Not as bad as yours, but MySQL and also blocking prod table: on my first job after graduate, I once run a delete commands on about 20 rows on a quite large table (maybe 500M+ rows), but was causing deadlock because of gap lock, it has been 6 years so I don't really remember the details.
I was not expert but knew about MySQL optimization at that time, but it looks like sometime you just do things and not think through.
15 minutes later, sysad team PM me and ask WTF am I doing, and I realized what happen.
Someone hogging the database with an analytics query is a honest error because of an insidious footgun inherent in the technology stack. On the other hand, the CTO permitted access to the production database ... why? To learn MySQL, it would have been sufficient to set up a local instance. Or connect to testing/staging environments to get at some data.
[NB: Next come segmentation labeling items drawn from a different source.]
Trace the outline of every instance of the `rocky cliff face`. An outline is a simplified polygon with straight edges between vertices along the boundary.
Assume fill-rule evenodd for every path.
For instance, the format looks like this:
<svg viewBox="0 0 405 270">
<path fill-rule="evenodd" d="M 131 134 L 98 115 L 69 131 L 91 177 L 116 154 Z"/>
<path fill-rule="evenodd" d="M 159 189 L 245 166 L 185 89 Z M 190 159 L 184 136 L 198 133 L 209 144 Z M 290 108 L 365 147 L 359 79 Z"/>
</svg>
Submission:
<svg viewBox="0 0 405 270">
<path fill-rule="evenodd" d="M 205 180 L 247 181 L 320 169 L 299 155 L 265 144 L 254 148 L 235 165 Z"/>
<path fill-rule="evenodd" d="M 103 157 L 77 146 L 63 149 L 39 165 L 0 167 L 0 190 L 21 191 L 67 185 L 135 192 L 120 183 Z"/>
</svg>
I was trying to learn MySQL and the CTO made the mistake of giving me access to the prod database. This huge network that served most of the ads in the world ran off of only two huge servers running in an office outside Los Angeles.
MyISAM uses a read lock on every SELECT query. I did not know this at the time. I was running a number of queries that were trying to pull historical performance data for all our ads across all time. They were taking a long time so I let them run in the background while working on a spreadsheet somewhere else.
A little while later I hear some murmuring. Apparently the whole network was down. The engineering team was frantically trying to find the cause of the problem. Eventually, the CTO approaches my desk. "Were you running some queries on the database?" "Yes." "The query you ran was trying to generate billions of rows of results and locked up the entire database. Roughly three quarters of the ads in the world have been gone for almost two hours."
After the second time I did this, he showed me the MySQL EXPLAIN command and I finally twigged that some kinds of JOINs can go exponential.
Kudos to him for never revoking my access and letting me learn things the hard way. Also, if he worked for me I would have fired him.